Óscar. Martín. Era Martín, claro, el último ex que, me daba cuenta en ese momento, se enteraba de que lo era. ¿Y Elsa? De viaje. Le cuido al Atún. ¿A dónde se fue? Levante los hombros porque claramente me estaba preguntando ¿Con quién?

¿Estás bien? El madrazo en el suelo del baño había sido considerable, y estábamos en un tercer piso, con lo que estaba llenó de raspones en las manos y en la cara, con lamparones de cal en la ropa, tras haber trepado por la fachada. Estoy bien, respondió, y eso que no lo estaba. ¿Me dejas lavarme? Claro.

Mientras el agua corría me dijo que no me asustara, que él y Elsa tenían ese juego, que él entraba mientras ella dormía. Quería sorprenderla.

Yo estaba pensando en la manera de endilgarle al perro y largarme de una vez. Tenemos problemas, me confesó. Tenía la toalla en las manos y el pelo revuelto. Creí que si le caí de improviso… Asentí.

Hicimos café. O lo hizo él, que sabía dónde estaban las cosas. Atún no paraba de gruñirme tendido a sus pies. Nos sentamos en la sala, con una mesa sobre la que Elsa escribía sus poemas de una frase. No recuerdo ninguno. ¿Sabes poner el marco de vuelta? Sí, está flojo a propósito. Ahorita lo acomodo.

Mira, Óscar…

Sorbí mi café. Así es como las entrevistas con los hombres enamorados comienzan. ¿Puedo confiar en ti, Óscar? No hizo falta que le contestara. ¿Sabes lo que está pasando, verdad? Tampoco fue necesario responder.

Asintió. Dejó su taza sobre los poemas de un verso y observó los muebles, las cortinas, la cama que no volvería a ver nunca o por lo menos de la manera en que los había visto hasta entonces. Abrazó a Atún con una ternura que yo entonces creía imposible en un hombre. Largamente, ocultando el rostro en el hocico del perro.

A pesar de los celos que sentía de él, no me causaba placer su desgracia, su exilio irremediable, y me di a lo que dice “hacerle plática”.

¿Tú le diste a Atún? ¿Te lo vas a llevar? Tenía toda la esperanza de que me dijera que sí.

No, yo no soy el papá de Atún. Le dio un beso en los belfos. Ojalá. Ojalá. Aunque tengo una conexión muy especial con los animales. ¿Ah, sí? De pronto, era importante llenar el hueco entre los dos con palabras. Sí, desde chiquito.

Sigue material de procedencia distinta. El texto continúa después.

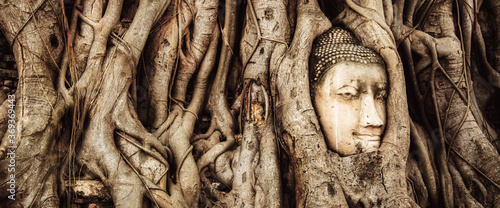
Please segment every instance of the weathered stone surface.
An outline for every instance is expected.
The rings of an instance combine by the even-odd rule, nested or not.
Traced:
[[[74,180],[66,181],[66,186],[79,198],[99,198],[111,200],[109,191],[98,180]]]

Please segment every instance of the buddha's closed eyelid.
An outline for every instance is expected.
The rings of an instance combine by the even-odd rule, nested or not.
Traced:
[[[375,98],[379,100],[387,99],[387,91],[385,89],[378,90],[375,94]]]
[[[359,89],[351,85],[344,85],[336,90],[335,95],[349,100],[359,96]]]
[[[349,89],[349,88],[353,88],[354,90],[358,90],[359,84],[357,82],[346,83],[346,84],[342,85],[341,87],[337,88],[337,90]]]

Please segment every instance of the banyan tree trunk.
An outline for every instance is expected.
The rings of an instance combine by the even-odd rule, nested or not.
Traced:
[[[2,124],[15,125],[2,138],[9,147],[0,149],[0,157],[7,157],[0,161],[0,203],[4,206],[59,206],[57,171],[68,142],[59,139],[65,100],[54,85],[65,47],[58,16],[61,9],[60,2],[36,0],[4,1],[0,7],[0,25],[12,46],[19,76],[19,90],[9,96],[12,108],[5,105],[9,99],[1,108],[5,117],[8,109],[15,111],[15,122]],[[12,188],[15,192],[8,191]],[[12,194],[19,200],[9,199]]]

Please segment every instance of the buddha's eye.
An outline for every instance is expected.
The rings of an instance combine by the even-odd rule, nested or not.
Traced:
[[[375,95],[375,99],[384,101],[385,99],[387,99],[387,91],[386,90],[378,91],[377,94]]]
[[[359,95],[358,89],[351,86],[344,86],[338,89],[336,94],[337,96],[340,96],[341,98],[346,100],[352,100],[354,98],[357,98]]]

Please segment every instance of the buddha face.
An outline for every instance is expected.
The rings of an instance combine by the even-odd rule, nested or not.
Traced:
[[[387,75],[379,64],[333,65],[313,89],[329,148],[342,156],[375,151],[385,129]]]

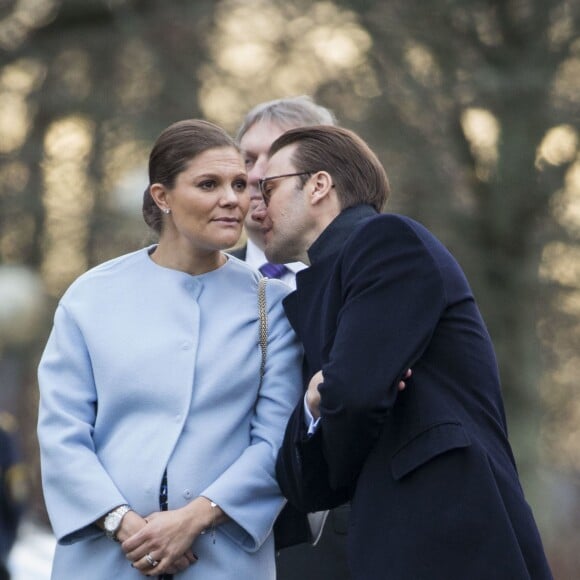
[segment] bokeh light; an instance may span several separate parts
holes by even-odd
[[[199,101],[207,118],[231,131],[260,101],[315,94],[328,83],[348,87],[342,95],[350,95],[344,108],[352,119],[379,94],[368,66],[372,39],[352,11],[331,2],[224,0],[215,22]]]
[[[477,177],[487,181],[497,163],[499,122],[490,111],[469,108],[462,115],[461,125],[477,162]]]
[[[41,271],[53,296],[87,269],[86,244],[94,202],[88,175],[93,139],[92,121],[71,115],[54,122],[44,140]]]

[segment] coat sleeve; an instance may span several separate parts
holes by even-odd
[[[62,304],[38,381],[42,486],[54,533],[63,544],[98,536],[102,531],[93,522],[127,502],[95,453],[97,394],[91,361],[80,329]]]
[[[230,516],[232,521],[222,525],[222,531],[250,552],[266,540],[284,506],[276,481],[276,455],[302,391],[302,348],[282,308],[287,287],[276,281],[268,282],[266,288],[267,361],[251,422],[250,444],[201,494]]]
[[[321,435],[330,485],[353,484],[445,305],[438,264],[398,216],[372,220],[348,242],[334,340],[323,352]],[[413,388],[412,382],[408,388]]]
[[[332,489],[323,453],[322,431],[307,434],[302,399],[294,409],[276,462],[282,493],[302,512],[331,509],[347,502],[350,488]]]

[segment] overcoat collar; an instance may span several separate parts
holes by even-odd
[[[292,327],[298,332],[299,304],[307,300],[319,283],[319,274],[332,263],[352,230],[364,219],[377,215],[370,205],[355,205],[338,214],[308,249],[311,266],[296,275],[296,290],[284,299],[284,310]],[[306,298],[305,298],[306,297]]]
[[[370,205],[355,205],[341,211],[308,248],[310,263],[315,265],[338,252],[356,225],[376,214]]]

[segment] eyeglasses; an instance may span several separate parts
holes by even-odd
[[[284,179],[286,177],[297,177],[298,175],[312,175],[312,171],[299,171],[297,173],[284,173],[284,175],[271,175],[270,177],[264,177],[258,180],[258,185],[260,187],[260,193],[264,199],[266,206],[270,203],[270,198],[272,197],[272,190],[266,187],[268,181],[273,181],[274,179]]]

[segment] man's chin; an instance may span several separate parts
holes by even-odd
[[[268,259],[268,262],[272,262],[272,264],[289,264],[290,262],[295,262],[296,260],[290,256],[288,256],[288,254],[286,254],[286,252],[277,252],[276,250],[272,249],[271,251],[268,251],[268,248],[266,247],[266,251],[264,252],[266,258]]]
[[[272,262],[273,264],[284,264],[285,263],[284,258],[282,256],[280,256],[280,253],[276,251],[276,248],[274,248],[272,246],[272,244],[270,244],[270,247],[268,247],[268,244],[266,244],[264,254],[266,254],[266,258],[268,258],[268,262]]]
[[[272,231],[271,230],[264,230],[262,231],[262,243],[264,244],[264,253],[268,251],[268,247],[270,248],[270,252],[275,252],[276,248],[272,243]]]

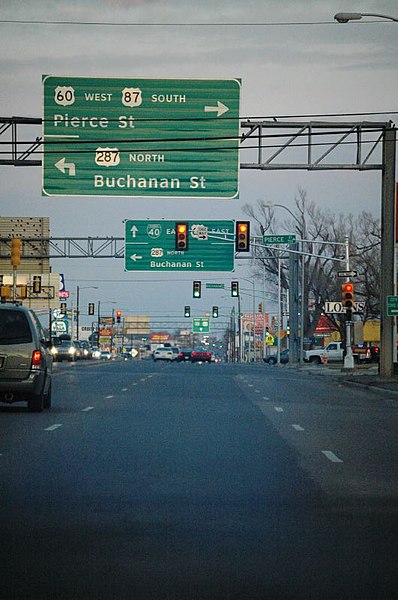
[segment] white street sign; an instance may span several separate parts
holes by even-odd
[[[365,302],[354,302],[353,312],[355,313],[363,313],[365,310]],[[332,301],[325,302],[323,312],[329,314],[341,314],[346,312],[345,306],[343,306],[342,302]]]

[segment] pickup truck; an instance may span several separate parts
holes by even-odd
[[[364,353],[356,353],[353,348],[354,359],[367,360],[367,355]],[[324,348],[316,348],[315,350],[306,350],[304,352],[304,361],[310,363],[321,364],[322,359],[327,358],[327,362],[339,362],[344,360],[344,348],[342,342],[330,342]]]

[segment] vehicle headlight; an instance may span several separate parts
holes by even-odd
[[[50,350],[51,354],[58,354],[58,349],[53,346]]]
[[[76,348],[69,348],[69,354],[74,354],[76,352]]]

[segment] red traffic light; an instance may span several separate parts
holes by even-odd
[[[116,323],[120,323],[121,318],[122,318],[122,311],[117,310],[116,311]]]
[[[354,306],[354,285],[347,281],[341,286],[342,292],[342,303],[346,308],[353,308]]]

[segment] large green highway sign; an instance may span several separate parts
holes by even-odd
[[[240,88],[43,76],[43,195],[237,198]]]
[[[208,317],[194,317],[192,319],[192,333],[210,333],[210,319]]]
[[[176,221],[125,221],[126,271],[233,271],[234,221],[191,221],[188,250],[175,249]]]

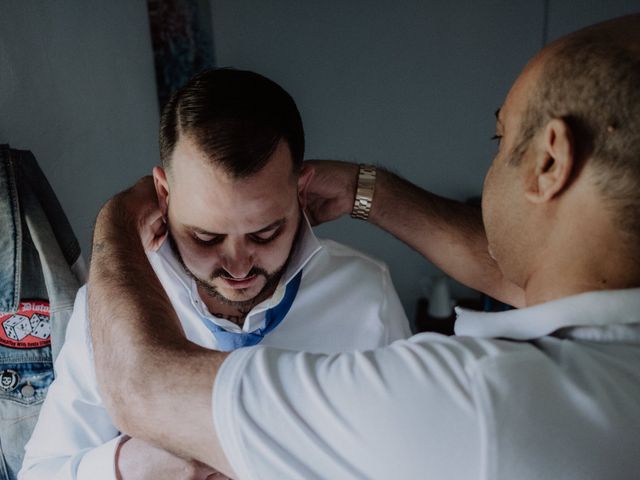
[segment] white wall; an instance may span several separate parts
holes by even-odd
[[[89,253],[100,205],[157,163],[144,0],[3,0],[0,142],[34,152]]]

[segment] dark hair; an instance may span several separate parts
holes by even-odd
[[[184,136],[234,178],[260,171],[280,140],[289,146],[294,171],[304,157],[302,119],[293,98],[275,82],[244,70],[205,70],[171,95],[160,117],[165,169]]]
[[[640,238],[640,55],[592,32],[561,42],[544,61],[525,111],[518,161],[536,132],[564,119],[576,155],[589,159],[618,224]]]

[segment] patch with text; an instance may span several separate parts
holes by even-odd
[[[49,303],[20,302],[15,313],[0,314],[0,345],[9,348],[40,348],[51,345]]]

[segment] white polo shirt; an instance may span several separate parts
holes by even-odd
[[[280,303],[287,284],[301,270],[289,312],[261,345],[333,353],[373,349],[410,335],[387,267],[344,245],[319,241],[306,222],[275,293],[249,312],[242,329],[207,311],[195,281],[184,272],[168,242],[148,257],[187,337],[207,348],[217,349],[217,341],[206,322],[228,331],[260,328],[265,312]],[[98,392],[85,287],[78,292],[55,371],[18,478],[115,480],[120,433]]]
[[[460,310],[456,333],[232,353],[213,412],[238,479],[640,478],[640,289]]]

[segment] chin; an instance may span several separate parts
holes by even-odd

Mi mamá me dio un camaleón. Era así, me mostró el tamaño con los dedos abiertos. Luego se murió, y tuve un chihuahua. Mostró el tamaño con ambas manos. Luego me dieron una tortuga. Abrió más las manos. Después tuve un salchicha. Las manos se abrieron un poco más. Y entonces encontramos un halcón allá en Valle de Bravo. Era así con las alas abiertas. Abrió los brazos del todo. Entonces se quedó inmóvil, así.

No hizo falta preguntar qué tendría a continuación, pues sabía que ya no tendría nada. O no la bestia de alas aún más grandes, que ya no encontraría al lado de Elsa. Cerró los brazos y agitó las manos, con ese gesto con el que los cetreros acarician las alas del halcón. Entonces… dijo, y le tembló la barbilla. No tuve valor para ofrecerle más café. El perro le subió las patas al regazo, pero no le hizo caso.

Se veía, de golpe, más pequeño, como consciente de lo que había levantado el vuelo sin él. De aquella fuerza imposible que le había utilizado, y que ahora le abandonaba ahí conmigo, como una mascota huérfana.